4. Reduced Complexity

  • No event sourcing: Eliminates complex replay logic
  • No snapshots: No snapshot management overhead
  • No consensus: SWIM provides eventual consistency

Migration Path from ADR-0013

Step 1: Redefine State Categories

# What Caxton manages (coordination)
coordination:
  - agent_registry    # Via gossip
  - health_status    # Via SWIM
  - routing_info     # Via gossip

# What businesses manage (state)
business_state:
  - agent_checkpoints  # Via MCP tools
  - conversation_history  # Via MCP tools
  - task_state  # Via MCP tools
  - audit_logs  # Via MCP tools

Step 2: Update ADR-0013

Create ADR-0014 that supersedes ADR-0013:

  • Title: “Coordination-First Architecture”
  • Explicitly reject shared state
  • Define MCP state tool interface
  • Document SWIM protocol usage

Step 3: Implement Gradually

  1. Start with SQLite for local state
  2. Add SWIM for cluster membership
  3. Define MCP state tool interface
  4. Migrate shared state to coordination

Example: Multi-Instance Deployment

// Instance 1 (Primary DC)
let instance1 = Caxton::new()
    .with_local_db("instance1.db")
    .with_swim_seeds(vec!["instance2:7946"]);

// Instance 2 (Secondary DC)
let instance2 = Caxton::new()
    .with_local_db("instance2.db")
    .with_swim_seeds(vec!["instance1:7946"]);

// They discover each other via SWIM
// Share agent registry via gossip
// No shared database needed!

Comparison with Other Systems

HashiCorp Consul

  • Uses SWIM for membership
  • Raft only for critical configuration
  • Proves gossip scales to thousands of nodes

Apache Cassandra

  • Uses gossip for cluster state
  • No central coordinator
  • Scales to hundreds of nodes

Kubernetes

  • etcd only for critical config
  • Kubelet has local state
  • Proves hybrid model works

Risks and Mitigations

Risk: Eventual Consistency

Mitigation: Only use for non-critical data like agent discovery.
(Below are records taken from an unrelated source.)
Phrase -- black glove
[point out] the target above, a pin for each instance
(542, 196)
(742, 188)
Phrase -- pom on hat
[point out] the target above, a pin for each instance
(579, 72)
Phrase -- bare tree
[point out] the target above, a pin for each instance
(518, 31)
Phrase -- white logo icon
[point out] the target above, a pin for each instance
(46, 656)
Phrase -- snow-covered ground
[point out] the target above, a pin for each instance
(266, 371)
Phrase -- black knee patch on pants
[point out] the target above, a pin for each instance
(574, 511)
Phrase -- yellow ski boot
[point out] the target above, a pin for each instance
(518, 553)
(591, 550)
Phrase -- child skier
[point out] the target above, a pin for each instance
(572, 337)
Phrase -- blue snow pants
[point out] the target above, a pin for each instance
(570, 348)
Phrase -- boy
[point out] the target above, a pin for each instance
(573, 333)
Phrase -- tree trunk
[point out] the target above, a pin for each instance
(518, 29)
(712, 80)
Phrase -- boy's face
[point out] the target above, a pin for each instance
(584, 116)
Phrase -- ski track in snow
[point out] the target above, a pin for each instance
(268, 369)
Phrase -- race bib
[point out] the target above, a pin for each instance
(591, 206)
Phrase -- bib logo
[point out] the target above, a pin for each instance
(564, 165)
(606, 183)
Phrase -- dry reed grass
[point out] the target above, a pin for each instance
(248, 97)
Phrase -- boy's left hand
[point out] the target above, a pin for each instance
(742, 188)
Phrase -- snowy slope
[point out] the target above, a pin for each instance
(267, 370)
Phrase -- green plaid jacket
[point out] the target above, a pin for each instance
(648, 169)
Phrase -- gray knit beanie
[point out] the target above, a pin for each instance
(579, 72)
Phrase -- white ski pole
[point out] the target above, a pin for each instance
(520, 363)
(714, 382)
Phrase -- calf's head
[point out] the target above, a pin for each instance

Critical operations use local state.

Risk: Network Partitions

Mitigation: SWIM handles partitions gracefully. Each partition continues operating independently.

Risk: Missing Features

Mitigation: MCP tools provide flexibility. Businesses can add any state management they need.

Conclusion

Caxton should:

  1. Abandon shared state in favor of coordination protocols
  2. Use SQLite for local instance state
  3. Implement SWIM for cluster coordination
  4. Delegate agent state to MCP tools

This approach:

  • Eliminates PostgreSQL dependency
  • Reduces operational complexity
  • Improves scalability
  • Aligns with minimal core philosophy
  • Provides maximum flexibility

The key insight: Caxton is a message router, not a database. Let it excel at routing while businesses handle their own state requirements through MCP tools.

  1. Revise ADR-0013 to remove PostgreSQL dependency
  2. Create new ADR for coordination-first architecture
  3. Define MCP StateTool interface specification
  4. Prototype SWIM integration using memberlist-rs
  5. Update architecture docs to reflect this approach

This lightweight approach will make Caxton easier to deploy, operate, and scale while maintaining all necessary functionality through intelligent architectural choices.